Schau dir mal diesen Thread an: http://www.vbulletin-germany.com/forum/showthread.php?s=&threadid=9241


----------



## Thomas Lindner (16. März 2004)

Randbermerkung:

tutorials.de läuft auf einem IPX Server!


----------



## Arne Buchwald (16. März 2004)

http://forum.webhostlist.de/active/thread.jspa?threadID=24128&tstart=60


----------



## Dominik Haubrich (16. März 2004)

Hoi, 

wie Du unserem Impressum entnehmen kannst, vertrauen wir auch auf die Leistungen von IPX -Server, so schlecht kann die Dienstleistung also schonmal nicht sein  

Wir haben unsere Seiten seit Herbst 2003 dort liegen und bisher sind wir noch nicht mit größeren Problemen konfrontiert worden. Die Anbindung des Rechenzentrums kann man inzwischen als absolut zufriedenstellend bezeichnen, da nach mehreren DDos-Attacken die Infrastruktur durch IPX stark ausgebaut wurde und das wohl auch künftig geschehen wird. Auch ist die Bereitschaft vorhanden, Sonderwünsche des Kunden wie z.B. das Anlegen von zusätzlichen IP-Adressen oder ein Hardware-Upgrade unbürokratisch zu lösen. 

Das einzige Problem, was sich momentan ergibt ist, dass sehr viele Neukunden zu IPX strömen und deswegen der E-Mail-Support unter Volllast steht, weswegen eine Antwort auch mal ein paar Tage auf sich warten lassen kann. Die wenigen technischen Fragen (z.B. zu einem Kernel-Update) wurden aber absolut kompetent beantwortet, Du kannst also davon ausgehen, dass da keine Anfänger am Werk sind. 
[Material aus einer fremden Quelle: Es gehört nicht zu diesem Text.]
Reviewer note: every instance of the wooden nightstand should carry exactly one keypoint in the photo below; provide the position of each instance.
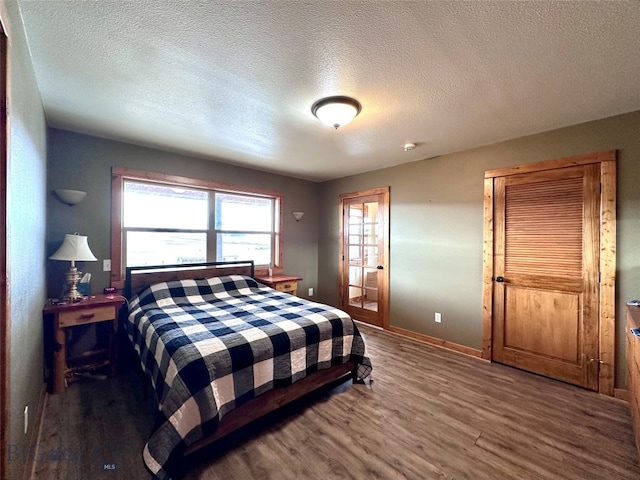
(281, 283)
(60, 317)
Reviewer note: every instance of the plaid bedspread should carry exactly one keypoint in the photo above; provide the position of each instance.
(213, 344)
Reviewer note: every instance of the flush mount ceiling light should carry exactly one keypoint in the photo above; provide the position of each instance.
(336, 111)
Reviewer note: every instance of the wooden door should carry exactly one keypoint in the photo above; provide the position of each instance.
(546, 267)
(364, 255)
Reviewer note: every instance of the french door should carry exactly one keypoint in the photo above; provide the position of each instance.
(364, 255)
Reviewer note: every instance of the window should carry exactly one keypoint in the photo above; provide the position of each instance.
(164, 220)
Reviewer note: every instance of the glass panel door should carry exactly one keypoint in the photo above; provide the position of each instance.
(363, 258)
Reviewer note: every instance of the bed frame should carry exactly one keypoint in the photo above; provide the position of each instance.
(138, 278)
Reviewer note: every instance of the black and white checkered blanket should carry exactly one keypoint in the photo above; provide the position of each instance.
(213, 344)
Für unsere Zwecke ist das Angebot mit Sicherheit eines der besten auf dem Markt und wir sehen aktuell keinen Grund, zu einem anderen Anbieter zu wechseln.


----------



## DanKie (17. März 2004)

Hallo,

danke für die zahlreichen Antworten und Links zum Thema.

Allerdings weiss ich jetzt garnicht mehr was ich davon halten soll.
Mindestens genausoviele Positive als auch Negative Meinungen zu IPX-Server.

Werd mir das wohl nochmal durch den Kopf gehen lassen.

Kennt Ihr alternativen zu IPX-Server?

Welche Erfahrungen habt Ihr mit Euren Anbietern gemacht?

Gruß,
Daniel.


----------